I also started a Google folder and docs where I listed potential authors and contributors, story ideas, data needs, and resources. That became the core planning tool for the project on the content and business side. We created a seperate google folder with some–but not all–of the plans–for the freelancers we involved.

3. Great effort to have frequent communication and tools to support it

maiki and I live to work with basecamp or a similar tool where we can have a project and leave notes for one another. We also use jabber, hangout and similar tools to talk. (And we do meet in person as well.)  With Cedric, we shared documents, data, and plans, then brought him in at some key moments about the back end, and shared the theme shortly before launch(we were super tight on time for this).

4. A dedicated and resourceful developer who likes to solve problems

How many custom post types did maiki have to build to meet our needs? A lot would be my answer. As some of the requirements became clearer to him, we had to customize more. And he was totally willing to go there!

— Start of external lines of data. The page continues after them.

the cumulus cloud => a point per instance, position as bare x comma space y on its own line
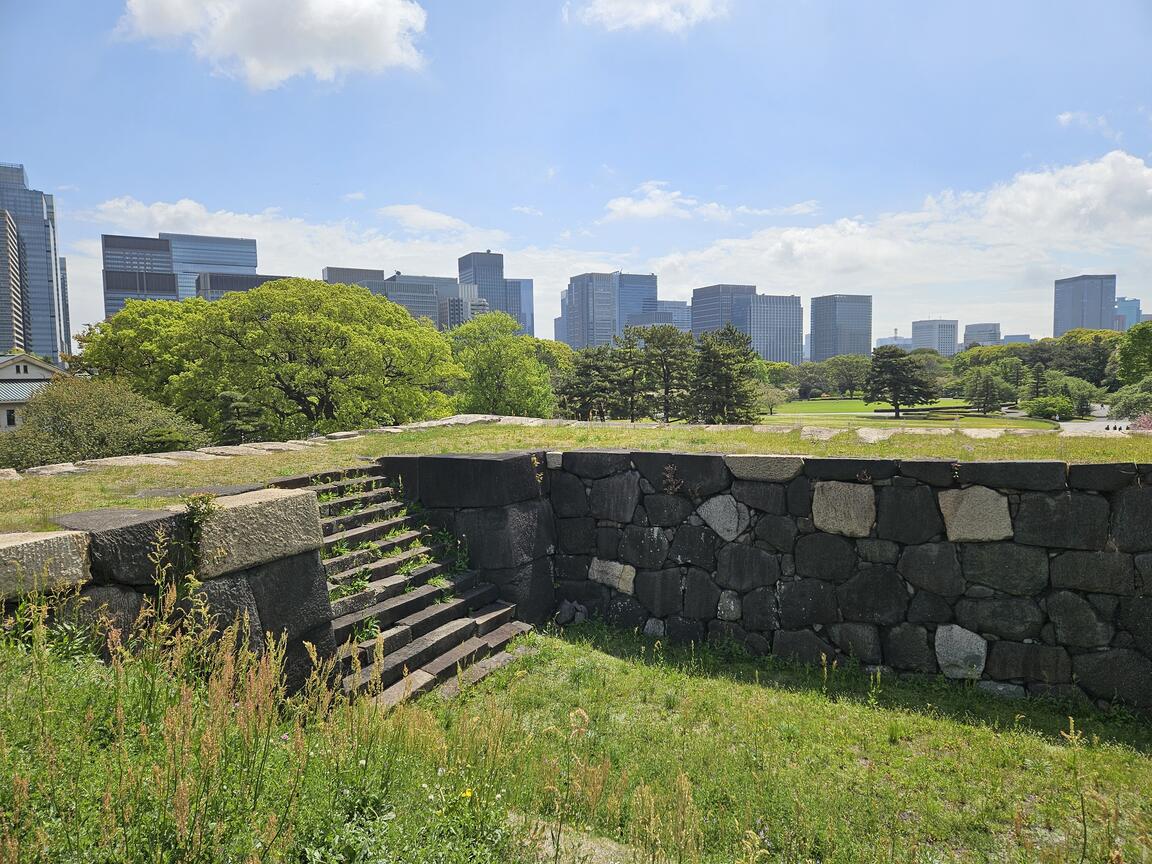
669, 15
268, 42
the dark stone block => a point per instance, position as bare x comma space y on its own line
765, 497
1038, 475
615, 498
933, 567
695, 545
932, 471
1119, 675
759, 609
856, 470
907, 646
660, 591
1131, 514
687, 474
121, 542
808, 601
595, 464
874, 596
700, 595
568, 494
742, 567
1009, 618
802, 646
1018, 661
1103, 477
292, 595
777, 531
576, 536
1014, 569
505, 537
644, 547
825, 556
1107, 573
1063, 520
908, 514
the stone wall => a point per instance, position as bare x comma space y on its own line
1024, 576
256, 553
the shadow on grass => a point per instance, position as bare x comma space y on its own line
925, 695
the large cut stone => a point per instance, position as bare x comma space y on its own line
615, 498
1014, 569
825, 556
933, 567
961, 653
42, 561
908, 514
975, 514
1009, 618
742, 567
1106, 573
843, 508
1065, 520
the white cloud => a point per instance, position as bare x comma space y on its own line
268, 42
669, 15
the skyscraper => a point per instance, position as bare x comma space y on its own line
1086, 301
44, 302
841, 324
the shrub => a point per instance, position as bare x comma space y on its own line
77, 418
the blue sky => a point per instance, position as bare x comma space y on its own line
950, 159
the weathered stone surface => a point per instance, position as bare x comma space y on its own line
742, 567
907, 646
1076, 621
615, 498
687, 474
595, 464
858, 641
613, 574
1107, 573
42, 560
660, 591
569, 498
767, 469
843, 508
1121, 675
825, 556
765, 497
961, 653
644, 547
908, 514
1014, 569
1009, 618
808, 601
695, 545
510, 536
667, 510
933, 567
802, 646
975, 514
1063, 520
725, 516
700, 595
1040, 476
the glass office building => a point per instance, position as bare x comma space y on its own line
44, 294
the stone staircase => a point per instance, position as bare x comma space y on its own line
408, 614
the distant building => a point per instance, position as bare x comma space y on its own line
935, 333
841, 324
980, 334
1086, 301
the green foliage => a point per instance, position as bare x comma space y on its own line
78, 418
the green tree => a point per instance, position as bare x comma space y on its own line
899, 379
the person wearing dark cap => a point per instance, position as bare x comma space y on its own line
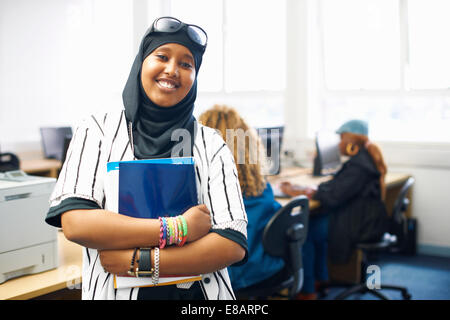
352, 208
158, 99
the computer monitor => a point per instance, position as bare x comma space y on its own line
328, 156
53, 140
272, 138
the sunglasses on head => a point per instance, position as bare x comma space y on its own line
171, 25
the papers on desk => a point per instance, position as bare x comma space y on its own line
130, 282
277, 193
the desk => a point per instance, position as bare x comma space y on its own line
303, 176
67, 274
41, 167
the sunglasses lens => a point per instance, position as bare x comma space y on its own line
167, 25
197, 35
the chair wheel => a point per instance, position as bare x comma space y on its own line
406, 296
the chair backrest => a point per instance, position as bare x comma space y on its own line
285, 234
402, 202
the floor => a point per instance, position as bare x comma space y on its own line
426, 277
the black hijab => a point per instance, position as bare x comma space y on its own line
153, 125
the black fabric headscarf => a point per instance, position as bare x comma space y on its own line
152, 124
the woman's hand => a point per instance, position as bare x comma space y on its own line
117, 261
198, 221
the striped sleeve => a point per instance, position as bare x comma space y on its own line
82, 173
224, 193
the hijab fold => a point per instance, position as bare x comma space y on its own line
153, 125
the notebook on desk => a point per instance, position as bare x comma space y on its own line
277, 193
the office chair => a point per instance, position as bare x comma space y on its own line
283, 237
9, 162
367, 248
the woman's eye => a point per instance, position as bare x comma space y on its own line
162, 57
186, 65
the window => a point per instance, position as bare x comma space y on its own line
244, 64
429, 50
386, 61
246, 51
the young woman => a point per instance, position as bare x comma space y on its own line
259, 201
352, 208
159, 99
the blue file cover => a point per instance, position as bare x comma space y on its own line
150, 189
156, 187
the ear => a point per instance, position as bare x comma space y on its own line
352, 149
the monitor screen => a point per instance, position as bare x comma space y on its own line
53, 141
272, 138
328, 155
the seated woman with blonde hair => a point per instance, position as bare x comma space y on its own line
258, 197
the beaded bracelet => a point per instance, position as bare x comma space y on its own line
172, 231
180, 230
131, 272
184, 226
155, 276
162, 238
175, 227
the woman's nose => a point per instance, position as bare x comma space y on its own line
172, 68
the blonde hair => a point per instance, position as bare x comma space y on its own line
223, 118
375, 152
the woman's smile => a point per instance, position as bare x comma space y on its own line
168, 74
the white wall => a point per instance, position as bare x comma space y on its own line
60, 61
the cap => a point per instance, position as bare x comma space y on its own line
354, 126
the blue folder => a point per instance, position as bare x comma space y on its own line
156, 187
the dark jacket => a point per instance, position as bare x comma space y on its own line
353, 199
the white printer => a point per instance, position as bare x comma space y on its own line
27, 244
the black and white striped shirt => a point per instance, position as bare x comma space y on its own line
100, 139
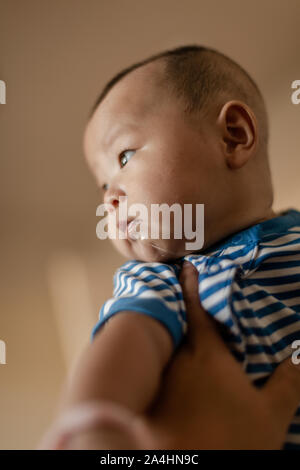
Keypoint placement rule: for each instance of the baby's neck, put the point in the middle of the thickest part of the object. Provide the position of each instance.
(237, 223)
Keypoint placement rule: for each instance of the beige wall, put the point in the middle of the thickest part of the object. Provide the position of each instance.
(54, 57)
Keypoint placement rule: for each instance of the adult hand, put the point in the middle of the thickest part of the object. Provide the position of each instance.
(206, 399)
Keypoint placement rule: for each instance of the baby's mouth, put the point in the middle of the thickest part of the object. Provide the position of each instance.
(128, 227)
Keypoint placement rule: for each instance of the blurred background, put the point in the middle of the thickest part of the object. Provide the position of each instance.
(55, 56)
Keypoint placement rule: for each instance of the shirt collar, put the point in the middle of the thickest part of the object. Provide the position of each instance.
(277, 225)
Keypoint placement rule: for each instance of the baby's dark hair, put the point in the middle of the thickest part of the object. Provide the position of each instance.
(200, 76)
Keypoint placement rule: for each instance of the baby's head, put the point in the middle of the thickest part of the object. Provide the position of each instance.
(186, 126)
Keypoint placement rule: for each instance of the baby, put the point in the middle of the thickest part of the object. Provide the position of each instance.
(189, 126)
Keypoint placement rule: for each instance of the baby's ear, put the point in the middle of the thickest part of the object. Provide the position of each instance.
(238, 130)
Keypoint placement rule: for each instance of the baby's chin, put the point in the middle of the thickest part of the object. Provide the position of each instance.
(162, 251)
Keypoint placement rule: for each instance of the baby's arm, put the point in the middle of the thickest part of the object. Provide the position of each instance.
(123, 364)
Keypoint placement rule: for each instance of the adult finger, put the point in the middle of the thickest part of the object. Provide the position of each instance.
(282, 391)
(202, 329)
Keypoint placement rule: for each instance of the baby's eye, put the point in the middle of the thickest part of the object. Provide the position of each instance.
(123, 158)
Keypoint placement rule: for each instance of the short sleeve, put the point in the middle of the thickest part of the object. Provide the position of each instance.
(149, 289)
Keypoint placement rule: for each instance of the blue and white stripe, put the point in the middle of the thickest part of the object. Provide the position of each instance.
(250, 282)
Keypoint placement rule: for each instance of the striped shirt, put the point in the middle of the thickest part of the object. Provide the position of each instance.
(249, 282)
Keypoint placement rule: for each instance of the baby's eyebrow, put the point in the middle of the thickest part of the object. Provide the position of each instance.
(117, 131)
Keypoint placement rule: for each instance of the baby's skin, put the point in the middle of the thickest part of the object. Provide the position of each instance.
(139, 144)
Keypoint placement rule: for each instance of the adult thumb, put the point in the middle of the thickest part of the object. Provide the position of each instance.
(282, 391)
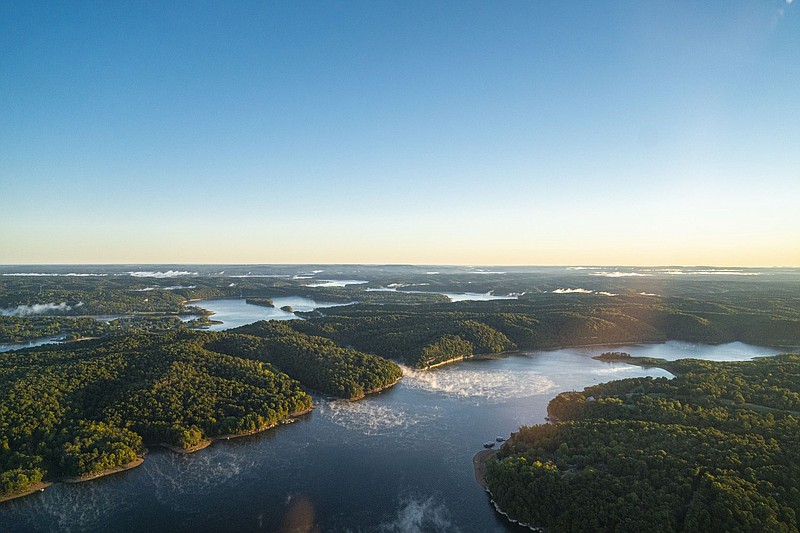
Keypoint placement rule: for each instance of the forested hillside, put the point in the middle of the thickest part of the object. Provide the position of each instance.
(83, 408)
(715, 449)
(424, 335)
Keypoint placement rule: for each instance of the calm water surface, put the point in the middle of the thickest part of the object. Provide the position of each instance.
(235, 312)
(396, 461)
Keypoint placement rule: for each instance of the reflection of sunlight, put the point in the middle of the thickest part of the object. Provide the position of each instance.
(81, 508)
(368, 417)
(419, 514)
(470, 382)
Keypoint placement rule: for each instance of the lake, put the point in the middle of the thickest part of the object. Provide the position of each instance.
(236, 312)
(400, 460)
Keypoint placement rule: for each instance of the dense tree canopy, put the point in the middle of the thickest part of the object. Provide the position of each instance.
(715, 449)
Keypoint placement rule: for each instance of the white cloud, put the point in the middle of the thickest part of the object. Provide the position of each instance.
(38, 309)
(167, 274)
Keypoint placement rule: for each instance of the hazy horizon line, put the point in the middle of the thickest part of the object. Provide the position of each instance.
(465, 265)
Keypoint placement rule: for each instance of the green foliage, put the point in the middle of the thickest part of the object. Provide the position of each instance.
(714, 449)
(82, 408)
(316, 362)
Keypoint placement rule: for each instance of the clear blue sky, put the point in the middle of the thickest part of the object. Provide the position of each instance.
(420, 132)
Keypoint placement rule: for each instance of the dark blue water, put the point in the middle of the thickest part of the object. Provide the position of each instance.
(400, 460)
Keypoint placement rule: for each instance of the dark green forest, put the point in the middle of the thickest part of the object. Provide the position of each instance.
(79, 409)
(427, 334)
(717, 448)
(148, 375)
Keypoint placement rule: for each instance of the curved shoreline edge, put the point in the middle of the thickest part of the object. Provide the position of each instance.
(479, 465)
(205, 443)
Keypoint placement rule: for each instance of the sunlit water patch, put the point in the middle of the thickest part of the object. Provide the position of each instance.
(368, 417)
(480, 382)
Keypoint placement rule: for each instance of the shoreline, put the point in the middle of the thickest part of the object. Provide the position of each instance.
(479, 465)
(42, 485)
(205, 443)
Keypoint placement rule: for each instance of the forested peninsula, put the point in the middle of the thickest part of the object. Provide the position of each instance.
(717, 448)
(150, 375)
(81, 409)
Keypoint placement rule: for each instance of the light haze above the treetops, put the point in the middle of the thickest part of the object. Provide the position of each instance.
(416, 132)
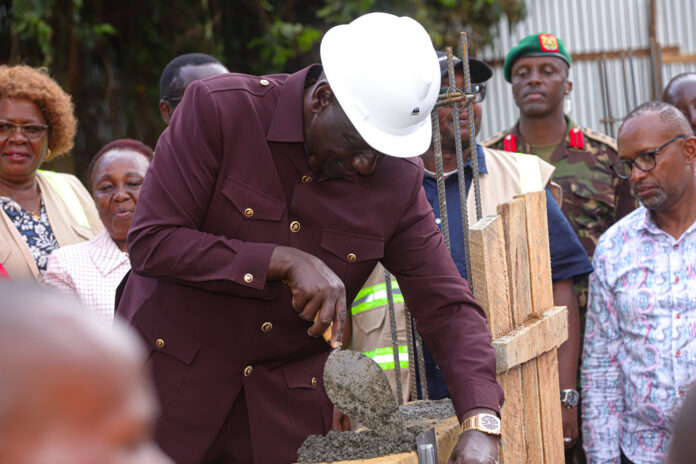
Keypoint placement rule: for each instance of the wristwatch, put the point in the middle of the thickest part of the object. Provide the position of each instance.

5. Deadline for a beta we raced to meet–and an event that forced completion

We knew we had to show the site on Nov.20 at an event–and we wanted to finish the whole site by Nov. 10. Of course, that didn’t happen. Instead, maiki was tweaking the back end by the 10th and implementing the theme, which also needed lots of tweaks and modification (we used Swatch).  But we were able to be close enough on the 10th that we knew we could make our drop dead deadline in good shape-which brings me to the most important point:

6. Be willing to cut features to make your deadline

As we worked to finish the site, some plans fell away and were delayed. The great piece of reporting we were going to include got pushed off till 2014–as did the third How-to guide. We also identified features we wanted that were out of scope–and  instead of trying to cram them in, we both agreed to delay them for a later phase (and in that lies the secret of success).

7. You can never do too much proof-reading and fact-checking–so leave time for it

For all the people I asked to edit and proof the site, I found myself getting notes from Cedric, 24 hours before launch, with some notable errors. Like, why did our listing for the Kapor Center have their OLD address (and I thought I had corrected that!)   Once I got Cedric’s notes, I personally went through every entry, checking everything. Some of the corrections I made included out of date addresses, garbled social media links, CEO email addresses vs. general inquiry email addresses for some companies, and a couple of entries where the upload of most of their data, except the name, had failed. I was able to fix everything I found, way in advance of going live. This was the kind of moment where the Andy Grove aphorism “Only the paranoid survive,” helped.

8. Explain and model tasks for your team in detail if it’s a new task/project

Two of the folks I work with regularly, both of whom worked on this, had some margins of error. One, who asked great questions, didn’t make any real mistakes. The other, who did just a little bit of work, but didn’t ask, did pretty much 90% wrong–which was my fault for not being clearer.

9. Remember it is iterative–but people judge on first impressions

Don’t overbuild–but also don’t be sloppy and claim BETA as an excuse. It’s got to be good, even if it feels limited compared to the entire vision.

10.  Install metrics and watch user behavior

How are people interacting with your new site? What are they doing and where are they going? Observations now can help drive development later.